Der Konjunktureinbruch hat den börsenotierten Feuerwehrausrüster Rosenbauer deutlich ausgebremst, stehen doch Kommunen weltweit unter Sparzwang und ordern weniger Löschfahrzeuge. Bei Rosenbauer hat das im ersten Halbjahr auf die Erträge gedrückt, so sackte das operative Ergebnis (Ebit) um 16 Prozent auf 11,8 Millionen Euro ab, die Ebit-Marge verschlechterte sich auf 4,4 nach 5,9 Prozent im Vorjahreszeitraum. Beim Umsatz konnten die Oberösterreicher dagegen um 14 Prozent auf 270,7 Millionen Euro zulegen, auch die Auftragslage ist "nach wie vor sehr gut", wie Konzernchef Dieter Siegel am Freitag sagte. Beim Ausblick ist Rosenbauer vorsichtiger geworden, die 600-Millionen-Umsatzmarke will man aber weiterhin knacken.
Bei Vorlage der Zahlen für das erste Quartal hatte Rosenbauer noch einen Jahresumsatz von deutlich über 600 Millionen Euro erwartet und eine Ebit-Marge von über 7 Prozent. Am Freitag war nur mehr von 6 bis 7 Prozent die Rede, nach 7,7 Prozent 2011. Beim Ergebnis werde auch noch am Jahresende "ein leichter Druck da sein", der Auftragseingang dürfte sich im zweiten Halbjahr "gut" weiterentwickeln.
So viele Fahrzeuge wie noch nie ausgeliefert
"Im ersten Halbjahr haben wir so viele Fahrzeuge ausgeliefert wie noch nie in einem ersten Halbjahr", berichtete der Vorstandsvorsitzende bei der Bilanzpressekonferenz in Wien. Der Auftragseingang blieb bei 280,3 Millionen nach 281,5 Millionen Euro stabil, der Auftragsbestand hat mit 715,8 Millionen Euro per Ende Juni (+60 Prozent) ein Allzeithoch erreicht. "Damit ist die Auslastung auch für die nächsten Jahre sichergestellt", so Siegel. Im Dezember hatte Rosenbauer einen Großauftrag aus Saudi-Arabien über 245 Millionen Euro an Land gezogen, was die Kapazitäten am Standort Leonding sprengte. Deswegen hat Rosenbauer eine 4500 Quadratmeter große Fertigungshalle in Traun angemietet, die Ende Juni voll angelaufen ist. Von den 30 Millionen Euro, die der Konzern bis 2015 in den Kapazitätsausbau stecken will, fließt ungefähr die Hälfte in Erweiterungen an den Standorten Leonding, Neidling und Luckenwalde (Deutschland), sagte Siegel.

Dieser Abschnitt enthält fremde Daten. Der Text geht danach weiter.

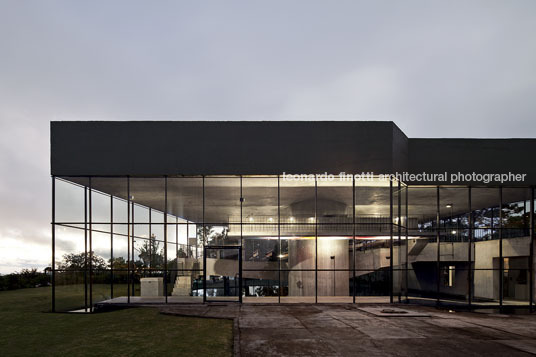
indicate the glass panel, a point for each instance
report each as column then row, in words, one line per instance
column 485, row 203
column 260, row 253
column 334, row 286
column 297, row 253
column 222, row 281
column 222, row 199
column 70, row 248
column 70, row 290
column 120, row 210
column 101, row 285
column 147, row 192
column 260, row 202
column 261, row 286
column 516, row 287
column 185, row 198
column 141, row 214
column 298, row 286
column 101, row 246
column 120, row 279
column 151, row 285
column 486, row 285
column 120, row 252
column 221, row 235
column 334, row 252
column 297, row 206
column 69, row 200
column 185, row 286
column 100, row 207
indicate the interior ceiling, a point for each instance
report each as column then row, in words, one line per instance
column 222, row 197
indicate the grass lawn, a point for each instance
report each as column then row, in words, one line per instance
column 28, row 328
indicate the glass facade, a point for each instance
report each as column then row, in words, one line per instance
column 273, row 240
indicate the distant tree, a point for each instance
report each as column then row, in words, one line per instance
column 118, row 263
column 77, row 261
column 150, row 253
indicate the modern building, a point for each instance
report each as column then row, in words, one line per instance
column 287, row 212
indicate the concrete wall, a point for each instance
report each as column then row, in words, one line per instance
column 194, row 148
column 473, row 155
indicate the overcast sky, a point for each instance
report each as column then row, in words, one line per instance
column 436, row 68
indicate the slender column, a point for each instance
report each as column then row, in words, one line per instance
column 133, row 285
column 241, row 244
column 279, row 236
column 316, row 240
column 399, row 222
column 469, row 251
column 90, row 247
column 85, row 249
column 165, row 238
column 353, row 241
column 438, row 242
column 204, row 249
column 407, row 244
column 531, row 257
column 151, row 241
column 391, row 240
column 53, row 267
column 501, row 260
column 128, row 239
column 111, row 246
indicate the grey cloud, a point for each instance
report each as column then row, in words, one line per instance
column 436, row 68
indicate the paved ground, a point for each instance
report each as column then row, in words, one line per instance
column 350, row 330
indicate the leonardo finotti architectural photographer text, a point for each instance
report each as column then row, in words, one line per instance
column 451, row 178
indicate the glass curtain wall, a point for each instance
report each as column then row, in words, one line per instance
column 281, row 240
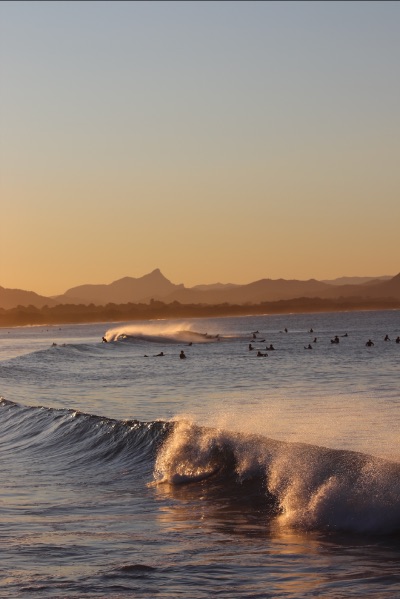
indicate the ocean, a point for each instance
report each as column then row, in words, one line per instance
column 125, row 473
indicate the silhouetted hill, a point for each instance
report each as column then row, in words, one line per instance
column 259, row 291
column 157, row 287
column 128, row 289
column 355, row 280
column 10, row 298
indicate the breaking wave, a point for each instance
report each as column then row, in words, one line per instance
column 298, row 485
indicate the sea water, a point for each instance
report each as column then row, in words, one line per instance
column 126, row 473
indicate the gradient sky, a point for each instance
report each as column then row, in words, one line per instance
column 217, row 141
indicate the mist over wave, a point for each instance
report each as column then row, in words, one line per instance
column 308, row 487
column 159, row 332
column 301, row 486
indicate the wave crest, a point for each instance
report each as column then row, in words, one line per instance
column 311, row 487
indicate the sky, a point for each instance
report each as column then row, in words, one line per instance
column 217, row 141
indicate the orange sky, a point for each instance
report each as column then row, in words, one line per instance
column 222, row 142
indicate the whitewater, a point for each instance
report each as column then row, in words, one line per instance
column 264, row 464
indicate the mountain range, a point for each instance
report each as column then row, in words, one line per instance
column 155, row 286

"Weniger erfolgreich" war Rosenbauer, was die Erträge betrifft. Das Vorsteuerergebnis (EBT) brach im Halbjahr um 17 Prozent auf 11,9 Millionen Euro ein, ebenso das Periodenergebnis, das bei 9,5 Millionen Euro zu liegen kam. Im zweiten Quartal stieg das Ebit auf 8,0 Millionen nach 7,1 Millionen Euro im Vorjahreszeitraum, das EBT schrumpfte dagegen auf 7,4 Millionen nach 7,5 Millionen Euro, und das Periodenergebnis ging auf 5,7 Millionen nach 6,2 Millionen Euro zurück. Der Umsatz stieg auf 155,1 Millionen nach 129,4 Millionen Euro.
2230 Mitarbeiter
Rosenbauer beschäftigte zum Halbjahr 2230 Mitarbeiter (3062011: 2062), davon 1047 in Österreich. Hinzu kommen 272 Leasing-Mitarbeiter. Recht viel mehr werden es in diesem Jahr nicht mehr werden, sagte Finanzvorstand Kastil.
Dieser will übrigens die "aktionärsfreundliche Dividendenpolitik" beibehalten, wie er ankündigte. Für das Geschäftsjahr 2011 hatte der Konzern trotz Gewinnrückgangs 1,20 Euro je Aktie gezahlt, genauso wie für 2010.
Die Rosenbauer-Aktie ist bis Freitagmittag um 4,6 Prozent auf 40,55 Euro abgesackt.